FTSE 350 DB pension deficits fall by £8bn - Mercer

The defined benefit pension deficit for the UK’s 350 largest listed companies has fallen from £160bn at the end of August to £152bn at the end of September, Mercer has reported.

According to Mercer’s Pension Risk Survey, while corporate bond yields increased over the month, the benefits were largely offset by a rise in market implied inflation. A rise in corporate bond yields alone in September would have reduced liabilities close to 4.5 per cent, equivalent to around £40bn.

Asset values fell by £5bn at 30 September 206 to £720bn from £725bn the previous month. Liability values also decreased by £13bn from £885bn to £872bn.

Mercer’s data relates to about 50 per cent of all UK pension scheme liabilities and analyses pension deficits calculated using the approach companies have to adopt for their corporate accounts.
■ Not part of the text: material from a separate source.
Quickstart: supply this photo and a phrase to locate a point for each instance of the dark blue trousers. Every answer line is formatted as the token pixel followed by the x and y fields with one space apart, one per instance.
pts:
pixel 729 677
Mercer Retirement business senior partner Ali Tayyebi said: “The net change in deficits from the start to the end of September has been relatively small compared to recent months but it does buck the trend of the straight increase in deficits month on month since February. Even so, deficits have increased by over £100bn since the start of the year.

“As we approach the accounting year end for many companies we are getting nearer to the time that these deficits will now be crystallised on the balance sheet.”

Mercer Financial Strategy Group senior consultant Le Roy van Zyl added: “September was another very volatile month in pension scheme financing. This volatility again underscores that schemes positioned for taking advantage of (frequently short lived) improvements in equity markets, interest and inflation rate market experience will have had valuable de-risking opportunities in recent months. Schemes who were able to transact are those that had pragmatic monitoring and execution frameworks in place.

“When deciding the best route forward, trustees and sponsors must clearly consider taking material steps to achieve cost-effective risk management; many clients have benefitted from a series of small but incremental changes over the course of the year."